Truffle-yaki Mushroom Poke Recipe
Though poke was always around him while growing up on Oahu, Kanoa Miura didn’t find his groove for it until launching his Hilo catering business, Aloha Mondays, and began associating it with work days off.
“If there’s good fish at the market at a good price, I’ll just make my own,” says Miura, of poke. “On Saturday, I’ll buy a nice slab, put everything together on Sunday morning, go down to Honolii Beach Park and wait for everybody. I kind of see poke as an end-of-the-week reward.”

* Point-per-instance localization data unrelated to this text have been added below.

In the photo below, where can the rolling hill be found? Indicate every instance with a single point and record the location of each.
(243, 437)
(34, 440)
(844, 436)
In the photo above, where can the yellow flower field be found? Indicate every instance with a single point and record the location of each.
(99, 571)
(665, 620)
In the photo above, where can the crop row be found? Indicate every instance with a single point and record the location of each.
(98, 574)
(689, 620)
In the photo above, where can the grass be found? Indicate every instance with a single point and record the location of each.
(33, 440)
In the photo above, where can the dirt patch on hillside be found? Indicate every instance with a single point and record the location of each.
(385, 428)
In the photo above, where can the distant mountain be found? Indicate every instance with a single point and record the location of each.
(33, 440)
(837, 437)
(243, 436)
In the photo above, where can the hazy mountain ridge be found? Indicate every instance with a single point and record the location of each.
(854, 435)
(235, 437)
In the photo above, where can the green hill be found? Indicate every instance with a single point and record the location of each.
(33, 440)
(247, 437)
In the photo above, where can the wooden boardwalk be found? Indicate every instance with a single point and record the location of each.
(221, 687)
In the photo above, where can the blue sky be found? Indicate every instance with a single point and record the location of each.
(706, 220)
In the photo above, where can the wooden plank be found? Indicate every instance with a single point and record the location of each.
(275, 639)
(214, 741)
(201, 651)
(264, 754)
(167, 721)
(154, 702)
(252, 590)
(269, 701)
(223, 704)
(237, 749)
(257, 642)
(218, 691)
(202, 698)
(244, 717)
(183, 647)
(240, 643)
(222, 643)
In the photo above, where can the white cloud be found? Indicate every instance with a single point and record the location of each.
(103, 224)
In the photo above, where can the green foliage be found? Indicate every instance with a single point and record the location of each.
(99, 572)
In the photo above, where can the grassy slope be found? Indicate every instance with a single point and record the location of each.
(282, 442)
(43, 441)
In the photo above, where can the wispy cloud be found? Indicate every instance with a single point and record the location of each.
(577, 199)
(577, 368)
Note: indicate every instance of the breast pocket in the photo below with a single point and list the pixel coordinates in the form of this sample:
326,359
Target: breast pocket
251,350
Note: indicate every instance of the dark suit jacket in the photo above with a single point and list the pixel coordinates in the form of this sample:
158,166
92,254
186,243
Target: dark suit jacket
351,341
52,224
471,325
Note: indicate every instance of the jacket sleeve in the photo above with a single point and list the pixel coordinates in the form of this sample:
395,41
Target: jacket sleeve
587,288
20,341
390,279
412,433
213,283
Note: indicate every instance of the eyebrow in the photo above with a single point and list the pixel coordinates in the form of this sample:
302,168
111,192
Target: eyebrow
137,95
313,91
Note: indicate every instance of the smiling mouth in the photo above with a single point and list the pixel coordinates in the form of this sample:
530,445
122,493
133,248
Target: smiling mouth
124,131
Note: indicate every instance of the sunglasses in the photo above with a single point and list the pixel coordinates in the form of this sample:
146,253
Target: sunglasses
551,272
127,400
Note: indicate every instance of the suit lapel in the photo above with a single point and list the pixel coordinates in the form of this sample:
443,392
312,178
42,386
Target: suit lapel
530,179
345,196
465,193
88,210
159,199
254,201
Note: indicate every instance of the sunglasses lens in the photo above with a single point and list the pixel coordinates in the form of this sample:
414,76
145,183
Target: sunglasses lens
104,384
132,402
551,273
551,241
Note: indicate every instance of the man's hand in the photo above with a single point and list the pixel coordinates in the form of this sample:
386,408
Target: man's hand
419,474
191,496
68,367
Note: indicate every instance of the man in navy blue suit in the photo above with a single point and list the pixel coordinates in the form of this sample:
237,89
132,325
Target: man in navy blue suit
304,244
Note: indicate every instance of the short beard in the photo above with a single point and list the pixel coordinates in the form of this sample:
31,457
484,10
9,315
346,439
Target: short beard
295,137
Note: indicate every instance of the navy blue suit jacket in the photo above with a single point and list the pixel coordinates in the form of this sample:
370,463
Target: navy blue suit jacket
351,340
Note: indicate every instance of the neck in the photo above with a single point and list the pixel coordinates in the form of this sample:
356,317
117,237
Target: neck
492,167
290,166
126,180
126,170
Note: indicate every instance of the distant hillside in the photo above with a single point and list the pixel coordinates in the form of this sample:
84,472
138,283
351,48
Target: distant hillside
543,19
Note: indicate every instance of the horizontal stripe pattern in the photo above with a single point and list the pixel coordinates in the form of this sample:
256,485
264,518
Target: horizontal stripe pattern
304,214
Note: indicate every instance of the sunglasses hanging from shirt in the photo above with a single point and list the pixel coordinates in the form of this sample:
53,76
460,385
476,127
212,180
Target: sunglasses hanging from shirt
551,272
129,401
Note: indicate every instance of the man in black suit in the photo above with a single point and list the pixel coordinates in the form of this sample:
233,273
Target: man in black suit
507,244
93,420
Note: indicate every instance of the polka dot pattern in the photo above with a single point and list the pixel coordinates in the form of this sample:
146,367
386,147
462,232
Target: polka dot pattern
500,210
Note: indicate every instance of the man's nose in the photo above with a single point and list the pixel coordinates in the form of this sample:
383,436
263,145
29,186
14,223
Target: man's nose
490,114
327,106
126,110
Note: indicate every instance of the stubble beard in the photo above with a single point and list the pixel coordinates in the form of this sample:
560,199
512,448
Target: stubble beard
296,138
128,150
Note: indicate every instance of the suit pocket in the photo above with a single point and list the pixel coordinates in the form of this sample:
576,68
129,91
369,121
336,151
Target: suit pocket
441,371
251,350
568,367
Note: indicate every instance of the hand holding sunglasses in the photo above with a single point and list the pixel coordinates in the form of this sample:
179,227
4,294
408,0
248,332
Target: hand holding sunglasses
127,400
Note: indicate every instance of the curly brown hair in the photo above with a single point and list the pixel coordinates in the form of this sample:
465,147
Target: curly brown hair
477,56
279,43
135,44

Random refrigerator ingredients and fresh Hawaii Island-grown enoki mushrooms found at the Hilo Farmers Market inspired Miura’s poke recipe here. “Poke is a real big part of our life now,” he says, of his family—wife, Geana, and two young daughters. “When the girls see me come home with all the stuff for poke, they’re excited!”

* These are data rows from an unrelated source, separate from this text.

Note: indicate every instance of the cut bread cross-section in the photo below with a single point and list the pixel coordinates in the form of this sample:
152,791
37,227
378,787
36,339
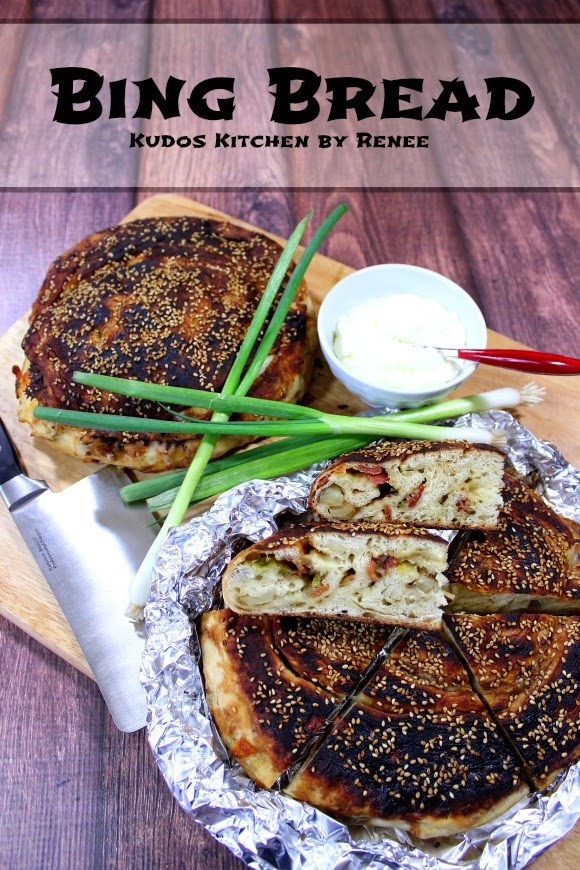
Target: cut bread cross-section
417,750
530,562
443,485
385,574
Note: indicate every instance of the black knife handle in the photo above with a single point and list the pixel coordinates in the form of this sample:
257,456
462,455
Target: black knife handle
9,466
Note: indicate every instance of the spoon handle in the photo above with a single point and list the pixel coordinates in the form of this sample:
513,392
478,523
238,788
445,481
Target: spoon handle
523,360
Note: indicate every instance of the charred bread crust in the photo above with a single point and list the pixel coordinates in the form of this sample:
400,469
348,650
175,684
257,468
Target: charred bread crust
265,714
357,571
387,450
331,653
166,300
437,484
413,754
533,554
527,668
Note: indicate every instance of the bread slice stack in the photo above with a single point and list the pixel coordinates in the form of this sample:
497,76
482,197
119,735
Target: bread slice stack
370,569
385,574
433,484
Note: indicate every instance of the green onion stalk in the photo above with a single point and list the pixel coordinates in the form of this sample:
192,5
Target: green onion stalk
238,382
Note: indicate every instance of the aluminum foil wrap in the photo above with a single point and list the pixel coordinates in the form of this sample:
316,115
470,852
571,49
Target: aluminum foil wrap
265,828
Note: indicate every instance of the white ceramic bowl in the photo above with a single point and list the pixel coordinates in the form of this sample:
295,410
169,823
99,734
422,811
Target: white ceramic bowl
387,279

Truffle-yaki Mushroom Poke
(By Kanoa Miura)
1 ½ lbs. enoki mushrooms (found in Asian markets)
2 oz. sheet of kombu (found in Asian markets)
2 oz. piece fresh ginger, smashed
½ oz. Maui onion, julienned thin
¼ to ½ orange or red bell pepper, julienned thin
3 to 4 grape tomato skins, cleaned and julienned
Black sesame seeds
Green onion, julienned
Truffle-yaki Sauce (see recipe below)
4 cups water
Place ginger and kombu in 4 cups of salted water and bring to boil, then simmer for 20 minutes before removing ginger and kombu.
After removing ginger and kombu, bring mixture to boil again. Break enoki mushrooms into clusters. When mixture is boiling, place enoki mushrooms in, blanch for 15 to 20 seconds, remove from water and strain.
Make Truffle-yaki Sauce. Add enoki mushrooms, onions, bell pepper and tomato skins to Truffle-yaki Sauce and mix together. Garnish with black sesame seeds and green onion and serve.
1 to 2 tsp. white truffle oil
1 oz. teriyaki sauce
½ oz. mirin (Japanese rice wine for cooking; found in Asian markets)
Combine white truffle oil, teriyaki sauce and mirin in bowl. Add salt and pepper to taste.